Green Waste Becomes Biochar in Izmir

Izmir Metropolitan Municipality transforms green waste from the city's parks into biochar and compost with the waste management initiated by Mayor Dr. Cemil Tugay for a healthy city.

Izmir Metropolitan Municipality reactivated the Biocoal Facility, which was among the election promises of Mayor Dr. Cemil Tugay.

The Department of Parks and Gardens has started working on its Bornova campus to recycle the city’s green waste and return it to nature. Teams are converting pruning waste, green waste such as leaves and grass from Izmir’s parks, and sawdust waste from workshops into natural fertilizer using compost production techniques and the Biochar Facility. The biochar and compost obtained are used as fertilizer in the green areas of Izmir Metropolitan Municipality, giving life to plants, while also preventing carbon emissions.

Providing information about the studies, İzmir Metropolitan Municipality Parks and Gardens Department Agricultural Engineer Muzaffer Komutan said, “Under the leadership of our President Cemil, in our compost and biochar facilities at the MTK campus of our Parks and Gardens Department, we mix the waste coming from our green areas with the animal manure we bring from İzmir Natural Life Park, mature them and obtain fertilizer. In our biochar facility, we obtain plant charcoal as inorganic material by burning the sawdust materials we bring from the workshop and the twig residues we remove from the threshing machine in the biochar machine. As a result, we use the organic and inorganic materials we obtain in a volume of close to 5 thousand cubic meters to improve the structure of our soil in our green areas. In this way, we provide recovery.”

Expressing that the works have great importance in the development of Izmir’s green areas, Muzaffer Komutan said, “Our works had previously stopped, we reactivated them upon the instructions of our President Cemil. Both facilities are currently operational. We aim to obtain 60 tons of plant coal per year in the biochar facility. We also aim to obtain 4 thousand cubic meters of compost material from compost production. The quality of green areas will visibly increase with the organic and inorganic substances, macro and micro elements we give to our green areas. Previously, green areas were reinforced with animal manure and chemical substances. This is a very important development for both recycling and recovering waste in green areas and increasing the organic structure of our parks in a completely natural way.”

Bilal Kaya, who is responsible for the biochar facility that the Department of Parks and Gardens has revived, said that biochar is primarily produced from plant waste in the facility, whose capacity has been increased and production has been accelerated. Kaya, who stated that normally organic waste releases carbon dioxide and water into the atmosphere as it decomposes, said, “With this activity, we reduce carbon dioxide emissions to nature. By reducing carbon dioxide emissions from waste, we contribute to the vision of reducing our carbon footprint. Because we lock the carbon into the material. When we bury the products that come out of here again, the carbon dioxide that will be released into the atmosphere remains in the soil again.”

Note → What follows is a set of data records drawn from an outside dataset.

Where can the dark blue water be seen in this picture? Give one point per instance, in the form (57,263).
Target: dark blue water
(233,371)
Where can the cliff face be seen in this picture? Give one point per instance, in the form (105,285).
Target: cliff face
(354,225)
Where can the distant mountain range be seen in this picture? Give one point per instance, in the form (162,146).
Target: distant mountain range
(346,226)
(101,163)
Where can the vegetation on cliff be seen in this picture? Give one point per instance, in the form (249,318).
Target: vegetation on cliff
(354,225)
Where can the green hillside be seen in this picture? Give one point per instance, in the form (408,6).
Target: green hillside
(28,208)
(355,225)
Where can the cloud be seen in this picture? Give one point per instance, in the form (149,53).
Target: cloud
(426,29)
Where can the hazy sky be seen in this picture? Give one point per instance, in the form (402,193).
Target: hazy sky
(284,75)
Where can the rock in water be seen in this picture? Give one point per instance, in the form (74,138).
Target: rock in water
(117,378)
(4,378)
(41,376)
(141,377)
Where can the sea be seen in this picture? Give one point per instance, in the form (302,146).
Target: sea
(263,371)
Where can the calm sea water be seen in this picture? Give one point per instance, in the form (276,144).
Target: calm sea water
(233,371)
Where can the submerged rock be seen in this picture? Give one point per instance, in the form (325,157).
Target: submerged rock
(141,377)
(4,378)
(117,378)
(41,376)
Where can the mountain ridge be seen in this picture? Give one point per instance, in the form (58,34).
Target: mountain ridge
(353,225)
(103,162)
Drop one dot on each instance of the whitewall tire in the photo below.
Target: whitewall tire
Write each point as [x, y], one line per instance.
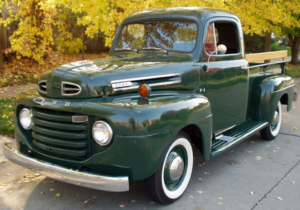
[171, 179]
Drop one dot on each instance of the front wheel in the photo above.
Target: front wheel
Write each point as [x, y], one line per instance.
[270, 132]
[172, 177]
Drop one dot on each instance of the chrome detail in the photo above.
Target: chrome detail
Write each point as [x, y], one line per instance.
[284, 88]
[130, 80]
[110, 132]
[79, 119]
[221, 49]
[262, 65]
[275, 119]
[121, 84]
[35, 100]
[222, 131]
[42, 86]
[219, 136]
[30, 113]
[85, 179]
[176, 167]
[72, 87]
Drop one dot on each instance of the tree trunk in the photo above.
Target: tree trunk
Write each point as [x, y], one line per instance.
[100, 46]
[1, 49]
[268, 41]
[83, 45]
[295, 47]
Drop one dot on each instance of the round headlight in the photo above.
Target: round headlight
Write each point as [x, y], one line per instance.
[25, 118]
[102, 133]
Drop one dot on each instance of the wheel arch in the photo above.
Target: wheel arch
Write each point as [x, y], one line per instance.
[266, 92]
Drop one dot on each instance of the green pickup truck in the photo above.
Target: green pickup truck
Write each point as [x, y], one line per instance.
[175, 79]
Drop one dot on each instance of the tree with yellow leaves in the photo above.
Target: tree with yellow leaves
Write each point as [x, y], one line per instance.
[279, 16]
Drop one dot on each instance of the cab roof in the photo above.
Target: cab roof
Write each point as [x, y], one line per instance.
[193, 13]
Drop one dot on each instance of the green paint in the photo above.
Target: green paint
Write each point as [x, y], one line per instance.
[143, 128]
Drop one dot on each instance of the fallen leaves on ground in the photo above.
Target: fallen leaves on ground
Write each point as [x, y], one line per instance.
[28, 178]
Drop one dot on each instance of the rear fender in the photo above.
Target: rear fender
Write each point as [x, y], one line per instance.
[266, 91]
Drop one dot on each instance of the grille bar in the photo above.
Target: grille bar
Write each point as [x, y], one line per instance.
[50, 116]
[56, 135]
[53, 141]
[65, 126]
[60, 150]
[61, 134]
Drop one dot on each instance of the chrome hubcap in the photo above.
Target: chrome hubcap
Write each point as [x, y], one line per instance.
[176, 167]
[275, 119]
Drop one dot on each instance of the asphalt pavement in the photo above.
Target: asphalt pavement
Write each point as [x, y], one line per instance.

Kaya, who stated that biochar is also becoming widespread in the world, said, “The main feature of biochar is that it has a very large surface area along with trapping carbon. The surface area of ​​1 gram of biochar can reach 60-70 square meters. The fact that 1 gram of material has such a surface area contributes to microorganism life in the soil. Soil creatures find a living space in the soil. It facilitates the processing of the soil and allows it to retain water. The soil is exposed to washing during rains. The elements that nourish the soil are lost with the water by washing. Biochar prevents the soil from being washed by holding these elements. In this way, fertilizer application in the soil is reduced.”